Growth in fixed term contracts with benefits: the new opportunity for interims

12th March 2020

By John Wakeford

With confirmation in Wednesday’s Budget that the extension of IR35 to the private sector is going ahead next month, interim consultants face a big decision.

From April 6, medium and large sized private sector firms (over 50 employees) will bear the responsibility for determining the IR35 status of all their off-payroll workers.

In sectors like financial services, major employers including high street banks have already indicated they are taking a safety first approach and ending all such contracts, amid claims HMRC’s own Checking Employment Status Tool (CEST) is still not delivering clear outcomes.

This draconian response could effectively force interims on to company payrolls, paying full income tax and National Insurance and being taxed on expenses as an employee.

There have been warnings in the trade press in recent months of a mass exodus of contractors operating through Personal Service Companies, many of whom it is claimed will either move abroad or take early retirement to avoid the new tax regime. Others may opt to go back to permanent roles or move into non executive directorships.

But the reality is that like Brexit, whatever your personal view, IR35 is here to stay and we have to adapt to the new market conditions to find solutions.

What has not changed is the need for businesses to have ready access to executive talent. This may be to help steer them through organisational change, or following the sudden departure of a senior director, or simply the requirement for a highly specialised skill set they do not have in-house.

Both clients and candidates need to show flexibility, and we are already seeing significant changes in the interim market which reflect this.

For example there has been a notable rise in the number of fixed term contracts, many of which build in a benefits package and retention bonus – which go some way to making up for the income lost through IR35.

For the interim this could offer the security of a six to 18-month contract with full holiday and sick pay and a bonus, then the flexibility to take a break before their next assignment.

A lot of businesses will take the opportunity to undertake a strategic review of their entire executive recruitment policy in the light of this significant change to interim manager engagement.

The message I would give to both clients and candidates is to be flexible in your approach.

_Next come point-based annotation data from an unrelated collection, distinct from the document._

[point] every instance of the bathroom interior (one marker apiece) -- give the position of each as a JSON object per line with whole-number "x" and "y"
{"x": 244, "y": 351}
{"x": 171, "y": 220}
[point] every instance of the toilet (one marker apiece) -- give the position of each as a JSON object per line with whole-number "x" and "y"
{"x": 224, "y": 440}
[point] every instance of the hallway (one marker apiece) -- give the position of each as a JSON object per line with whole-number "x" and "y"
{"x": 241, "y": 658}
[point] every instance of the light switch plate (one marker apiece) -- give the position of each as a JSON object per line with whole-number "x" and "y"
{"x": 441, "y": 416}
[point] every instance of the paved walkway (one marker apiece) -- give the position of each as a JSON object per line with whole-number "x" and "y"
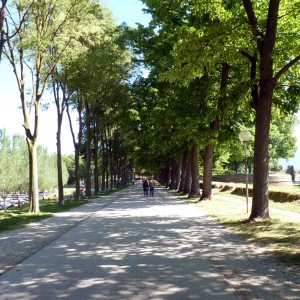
{"x": 125, "y": 246}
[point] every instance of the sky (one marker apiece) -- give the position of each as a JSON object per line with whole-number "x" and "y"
{"x": 129, "y": 11}
{"x": 11, "y": 118}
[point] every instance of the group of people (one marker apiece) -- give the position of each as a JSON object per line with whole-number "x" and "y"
{"x": 148, "y": 184}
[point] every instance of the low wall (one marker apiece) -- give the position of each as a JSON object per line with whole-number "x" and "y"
{"x": 274, "y": 179}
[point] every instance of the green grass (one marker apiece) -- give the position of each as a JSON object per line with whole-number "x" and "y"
{"x": 19, "y": 217}
{"x": 279, "y": 235}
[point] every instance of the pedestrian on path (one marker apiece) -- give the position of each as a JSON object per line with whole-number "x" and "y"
{"x": 146, "y": 186}
{"x": 152, "y": 185}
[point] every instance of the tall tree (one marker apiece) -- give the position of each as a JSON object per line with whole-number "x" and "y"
{"x": 276, "y": 16}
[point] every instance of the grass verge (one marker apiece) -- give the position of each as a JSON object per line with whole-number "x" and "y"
{"x": 18, "y": 217}
{"x": 279, "y": 235}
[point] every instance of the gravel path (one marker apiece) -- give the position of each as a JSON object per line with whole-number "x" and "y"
{"x": 246, "y": 269}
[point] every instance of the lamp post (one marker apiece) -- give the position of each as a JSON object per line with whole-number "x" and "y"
{"x": 133, "y": 176}
{"x": 92, "y": 177}
{"x": 245, "y": 136}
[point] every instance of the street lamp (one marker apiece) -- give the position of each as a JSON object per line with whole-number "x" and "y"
{"x": 133, "y": 176}
{"x": 245, "y": 136}
{"x": 92, "y": 177}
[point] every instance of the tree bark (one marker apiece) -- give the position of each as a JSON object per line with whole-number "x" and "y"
{"x": 77, "y": 144}
{"x": 265, "y": 39}
{"x": 195, "y": 185}
{"x": 207, "y": 173}
{"x": 103, "y": 166}
{"x": 174, "y": 174}
{"x": 88, "y": 183}
{"x": 168, "y": 174}
{"x": 183, "y": 171}
{"x": 188, "y": 176}
{"x": 33, "y": 177}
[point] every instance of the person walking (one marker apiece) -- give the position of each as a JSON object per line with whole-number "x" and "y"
{"x": 146, "y": 186}
{"x": 152, "y": 185}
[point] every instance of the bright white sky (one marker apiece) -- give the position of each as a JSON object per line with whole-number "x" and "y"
{"x": 129, "y": 11}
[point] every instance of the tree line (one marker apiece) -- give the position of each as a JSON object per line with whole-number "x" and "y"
{"x": 216, "y": 67}
{"x": 166, "y": 99}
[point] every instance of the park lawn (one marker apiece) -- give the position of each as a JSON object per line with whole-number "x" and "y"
{"x": 18, "y": 217}
{"x": 279, "y": 235}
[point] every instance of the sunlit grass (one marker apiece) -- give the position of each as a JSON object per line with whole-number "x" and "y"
{"x": 279, "y": 235}
{"x": 18, "y": 217}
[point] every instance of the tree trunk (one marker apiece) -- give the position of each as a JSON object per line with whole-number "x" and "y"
{"x": 168, "y": 174}
{"x": 207, "y": 173}
{"x": 77, "y": 145}
{"x": 59, "y": 163}
{"x": 88, "y": 185}
{"x": 260, "y": 202}
{"x": 103, "y": 166}
{"x": 77, "y": 171}
{"x": 188, "y": 176}
{"x": 183, "y": 171}
{"x": 95, "y": 156}
{"x": 195, "y": 185}
{"x": 174, "y": 174}
{"x": 33, "y": 175}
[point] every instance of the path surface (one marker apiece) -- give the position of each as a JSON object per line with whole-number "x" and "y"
{"x": 125, "y": 246}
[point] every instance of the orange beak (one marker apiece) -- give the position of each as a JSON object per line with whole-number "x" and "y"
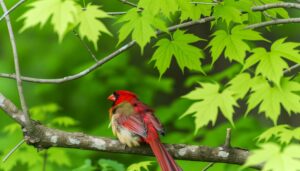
{"x": 111, "y": 98}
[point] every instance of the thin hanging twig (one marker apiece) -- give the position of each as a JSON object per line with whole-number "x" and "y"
{"x": 13, "y": 150}
{"x": 17, "y": 66}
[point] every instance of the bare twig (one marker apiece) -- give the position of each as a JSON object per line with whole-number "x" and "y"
{"x": 208, "y": 166}
{"x": 12, "y": 9}
{"x": 104, "y": 60}
{"x": 227, "y": 143}
{"x": 85, "y": 46}
{"x": 276, "y": 5}
{"x": 128, "y": 3}
{"x": 273, "y": 22}
{"x": 13, "y": 150}
{"x": 45, "y": 160}
{"x": 17, "y": 67}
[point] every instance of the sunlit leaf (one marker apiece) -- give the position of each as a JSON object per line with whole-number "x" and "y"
{"x": 270, "y": 98}
{"x": 210, "y": 99}
{"x": 233, "y": 43}
{"x": 62, "y": 14}
{"x": 185, "y": 54}
{"x": 89, "y": 24}
{"x": 274, "y": 158}
{"x": 271, "y": 64}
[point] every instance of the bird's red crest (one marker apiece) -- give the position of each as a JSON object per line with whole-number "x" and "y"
{"x": 120, "y": 96}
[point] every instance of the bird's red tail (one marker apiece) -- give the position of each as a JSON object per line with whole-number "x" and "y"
{"x": 164, "y": 159}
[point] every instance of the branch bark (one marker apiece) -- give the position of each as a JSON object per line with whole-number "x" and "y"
{"x": 276, "y": 5}
{"x": 44, "y": 137}
{"x": 273, "y": 22}
{"x": 17, "y": 66}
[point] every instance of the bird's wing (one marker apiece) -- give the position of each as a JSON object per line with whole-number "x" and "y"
{"x": 129, "y": 119}
{"x": 150, "y": 117}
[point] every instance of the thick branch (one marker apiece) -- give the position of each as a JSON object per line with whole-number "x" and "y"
{"x": 276, "y": 5}
{"x": 104, "y": 60}
{"x": 17, "y": 67}
{"x": 44, "y": 137}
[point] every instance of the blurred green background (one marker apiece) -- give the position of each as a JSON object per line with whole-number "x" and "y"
{"x": 81, "y": 104}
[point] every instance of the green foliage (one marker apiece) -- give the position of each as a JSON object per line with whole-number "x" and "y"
{"x": 275, "y": 158}
{"x": 139, "y": 166}
{"x": 283, "y": 133}
{"x": 253, "y": 75}
{"x": 61, "y": 14}
{"x": 194, "y": 11}
{"x": 240, "y": 85}
{"x": 185, "y": 54}
{"x": 89, "y": 26}
{"x": 270, "y": 98}
{"x": 66, "y": 14}
{"x": 233, "y": 43}
{"x": 211, "y": 100}
{"x": 228, "y": 11}
{"x": 110, "y": 165}
{"x": 142, "y": 25}
{"x": 271, "y": 64}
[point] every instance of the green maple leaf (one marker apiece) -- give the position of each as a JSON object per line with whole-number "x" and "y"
{"x": 271, "y": 64}
{"x": 240, "y": 85}
{"x": 62, "y": 14}
{"x": 270, "y": 98}
{"x": 229, "y": 11}
{"x": 139, "y": 166}
{"x": 185, "y": 54}
{"x": 193, "y": 11}
{"x": 89, "y": 24}
{"x": 274, "y": 158}
{"x": 209, "y": 101}
{"x": 284, "y": 134}
{"x": 233, "y": 43}
{"x": 142, "y": 26}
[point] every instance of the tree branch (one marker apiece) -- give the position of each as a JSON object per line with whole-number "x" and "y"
{"x": 102, "y": 61}
{"x": 17, "y": 67}
{"x": 273, "y": 22}
{"x": 128, "y": 3}
{"x": 12, "y": 9}
{"x": 44, "y": 137}
{"x": 276, "y": 5}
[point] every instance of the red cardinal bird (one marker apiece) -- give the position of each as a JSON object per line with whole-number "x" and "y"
{"x": 134, "y": 122}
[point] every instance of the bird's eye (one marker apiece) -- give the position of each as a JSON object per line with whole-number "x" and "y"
{"x": 116, "y": 95}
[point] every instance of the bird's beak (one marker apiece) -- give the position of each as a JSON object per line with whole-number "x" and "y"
{"x": 111, "y": 98}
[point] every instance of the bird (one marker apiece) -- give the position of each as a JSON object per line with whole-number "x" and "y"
{"x": 133, "y": 123}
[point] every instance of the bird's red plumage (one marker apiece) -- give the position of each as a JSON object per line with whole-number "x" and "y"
{"x": 134, "y": 122}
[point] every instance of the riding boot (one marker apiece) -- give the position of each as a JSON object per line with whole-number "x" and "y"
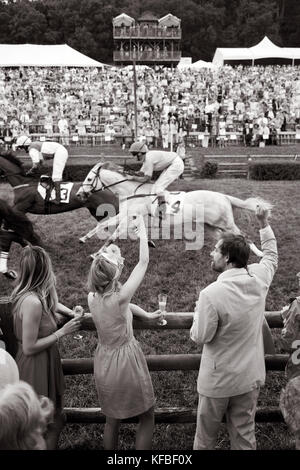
{"x": 34, "y": 170}
{"x": 57, "y": 192}
{"x": 161, "y": 207}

Clients need to consider that if an interim consultant is having to swallow a sizeable cut in their daily fee due to IR35, an attractive fixed term contract of reasonable length with benefits and a retention bonus at the end could help cushion the blow.

Meanwhile candidates have to accept that IR35 is here to stay, so now is the time to look at the lucrative fixed term and permanent contracts that are out there for the right person. But clearly it would be advantageous to be immediately available – i.e. not on a six month notice period!

These are unprecedented times of economic uncertainty, with Brexit and the coronavirus looming large, but for the astute headhunter who works hard to maintain a strong network 2020 could be the year they really earn their corn.